A 25% economic contraction will be recorded in Lebanon by the end of the current year, the International Monetary Fund (IMF) said in a report published on Monday.
In April, the Lebanese economy shrunk by an estimated 12% in one of the worst economic contractions in the Middle East this year.
Although the coronavirus (COVID-19) pandemic has dealt a powerful blow to almost all Middle Eastern nations, its impact was particularly devastating for Lebanon, due to the fact that it was already suffering from the worst economic crisis in its history.
According to the IMF’s report, all Mideast nations are expected to recover from the recession and see a level of economic growth in 2021, except for two: Oman and Lebanon.
In Lebanon’s case, this is because the roots of its problem are much older and deeper than the pandemic.
The country needs extensive effort and comprehensive reforms to begin to recover from the devastating effects of mismanagement that have been gradually pushing it to the brink for years.

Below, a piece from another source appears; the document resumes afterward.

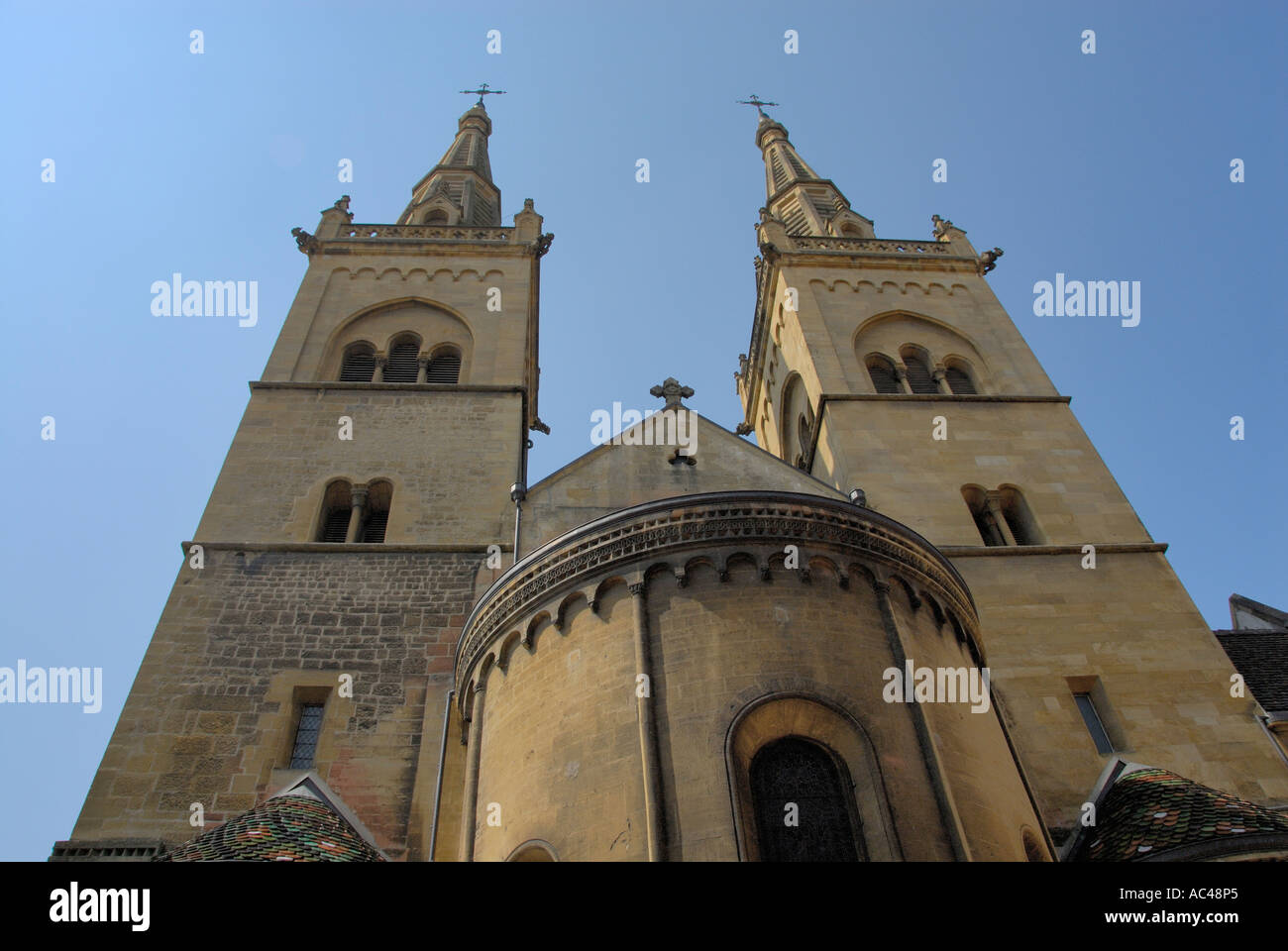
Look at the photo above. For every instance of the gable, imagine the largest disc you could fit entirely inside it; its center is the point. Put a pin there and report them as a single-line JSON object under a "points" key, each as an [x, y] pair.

But while reforms are clearly the first necessary step in revitalizing the economy, no serious steps have yet been taken by Lebanon’s ruling class to implement them.
Today, as it experiences crushing economic and financial conditions, Lebanon has no government, let alone a government of independent specialists that is genuinely capable of executing a rescue plan that earns it the confidence of the international community.
Instead, the prevailing scene in the political show is the same recurring disagreements among the main parties that have been criticized by world leaders for their poor performance, particularly when it comes to the stagnant talks with the IMF.